Mille giorni di guerra in Ucraina. Un numero che suona come una condanna per chi ancora si ostina a credere che il mondo sia un posto giusto. Mille giorni in cui Dio, secondo Papa Francesco, raccoglie le lacrime sparse e le custodisce. Ma qui, sulla Terra, a custodire non ci pensa più nessuno. Né lacrime, né vite, né tantomeno la pace. Quella "PACE" – sì, tutta in maiuscolo – che il Pontefice ha definito "dimenticata". E come dargli torto?
In una lettera indirizzata al Nunzio a Kiev, monsignor Visvaldas Kulbokas, il Papa si è lasciato andare a parole che sanno di speranza, ma anche di rimprovero.

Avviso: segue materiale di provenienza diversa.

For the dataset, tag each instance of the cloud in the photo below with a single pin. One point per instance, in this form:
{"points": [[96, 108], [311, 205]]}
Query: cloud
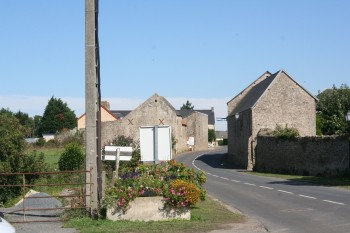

Ha scritto che Dio non lascerà cadere nel vuoto la sofferenza, che le lacrime sparse avranno un senso. E qui viene il dubbio: ma agli uomini importa davvero?
Francesco prega, come sempre. Prega per i cuori da convertire, per percorsi di dialogo e riconciliazione che sembrano lontani anni luce. Eppure, mentre invoca la "PACE", la guerra continua a divorare vite e speranze. Mille giorni e ancora si parla di missili, di sangue, di città distrutte. Le parole del Papa sono un balsamo, certo, ma la realtà è una ferita aperta.
E allora sì, Dio chiederà conto. Ma gli uomini? I potenti? Chi ha il potere di fermare questo scempio cosa farà? Forse, come sempre, gireranno lo sguardo altrove. La pace sarà "dimenticata" ancora, come ha detto il Pontefice. E noi resteremo qui, a contare giorni, lacrime e vite spezzate, in attesa di un Dio che, alla fine, è l'unico a non dimenticare.